Na página B2 da edição de hoje, sob o título "Presidente do NYT vende uma porção de suas ações", informa que Arthur O. Sulzberger Jr. realizou a operação "na semana passada, um dia depois de declarar que o jornal de propriedade familiar não estava à venda". A notícia havia saído antes no "WSJ", anotando que, em três anos, a família Sulzberger já vendeu um terço de suas ações.

Por outro lado, veio do mesmo "NYT" o relato mais desesperançoso da tomada das empresas jornalísticas pelas empresas de tecnologia. Não só a compra do "WP" pelo dono da Amazon, mas a da "New Republic" por um cofundador do Facebook, além do financiamento de estudos de jornalismo por Google e Craiglist.
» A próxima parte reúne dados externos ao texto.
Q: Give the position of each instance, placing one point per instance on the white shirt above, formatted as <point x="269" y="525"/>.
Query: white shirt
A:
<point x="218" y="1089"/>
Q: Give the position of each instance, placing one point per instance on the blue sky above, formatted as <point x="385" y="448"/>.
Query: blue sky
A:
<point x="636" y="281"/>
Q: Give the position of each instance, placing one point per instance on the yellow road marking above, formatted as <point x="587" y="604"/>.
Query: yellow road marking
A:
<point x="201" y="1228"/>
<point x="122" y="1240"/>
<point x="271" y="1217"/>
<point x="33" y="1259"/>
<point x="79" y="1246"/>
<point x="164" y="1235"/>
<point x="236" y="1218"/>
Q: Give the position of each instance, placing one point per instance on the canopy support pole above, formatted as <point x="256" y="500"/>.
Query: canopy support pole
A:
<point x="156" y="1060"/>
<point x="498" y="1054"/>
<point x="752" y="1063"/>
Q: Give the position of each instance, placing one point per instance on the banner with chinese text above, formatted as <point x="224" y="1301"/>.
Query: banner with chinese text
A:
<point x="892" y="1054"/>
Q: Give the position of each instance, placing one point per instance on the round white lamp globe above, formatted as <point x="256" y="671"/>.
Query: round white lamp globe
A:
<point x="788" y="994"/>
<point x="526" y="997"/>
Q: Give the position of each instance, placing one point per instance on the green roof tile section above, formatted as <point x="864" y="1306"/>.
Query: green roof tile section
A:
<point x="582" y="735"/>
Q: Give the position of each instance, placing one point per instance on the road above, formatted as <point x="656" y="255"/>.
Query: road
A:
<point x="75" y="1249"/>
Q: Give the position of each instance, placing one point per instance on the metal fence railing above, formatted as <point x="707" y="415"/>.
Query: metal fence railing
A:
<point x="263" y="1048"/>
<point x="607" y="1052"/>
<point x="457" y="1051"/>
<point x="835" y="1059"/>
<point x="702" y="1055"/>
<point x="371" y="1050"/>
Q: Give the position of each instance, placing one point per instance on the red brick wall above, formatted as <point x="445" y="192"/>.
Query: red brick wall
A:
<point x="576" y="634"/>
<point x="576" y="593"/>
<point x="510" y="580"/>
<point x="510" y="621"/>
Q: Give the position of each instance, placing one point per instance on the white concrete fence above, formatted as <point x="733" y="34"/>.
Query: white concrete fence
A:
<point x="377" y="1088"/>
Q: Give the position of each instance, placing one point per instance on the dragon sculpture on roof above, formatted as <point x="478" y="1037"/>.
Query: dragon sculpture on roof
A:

Do relato: "Chame de senso de obrigação. Ou responsabilidade. Ou talvez haja até uma ponta de remorso, de culpa... O Google tem se achegado aos jornalistas por uma variedade crescente de meios: financiando relatórios sobre o impacto da internet no jornalismo, patrocinando conferências de jornalismo e doando para grupos de apoio à imprensa. Na semana passada, abrigou o TechRaking, um evento sobre o uso de dados para reportagens, em seu campus no Vale do Silício, com o Centro para Jornalismo Investigativo... O dinheiro que as empresas de tecnologia e seus fundadores estão gastando para apoiar o jornalismo pode ser visto de um modo mais cínico: como um investimento de relações públicas em uma indústria que se debate mas ainda pode causar problemas para eles ou, pelo contrário, favorecer seus interesses empresariais."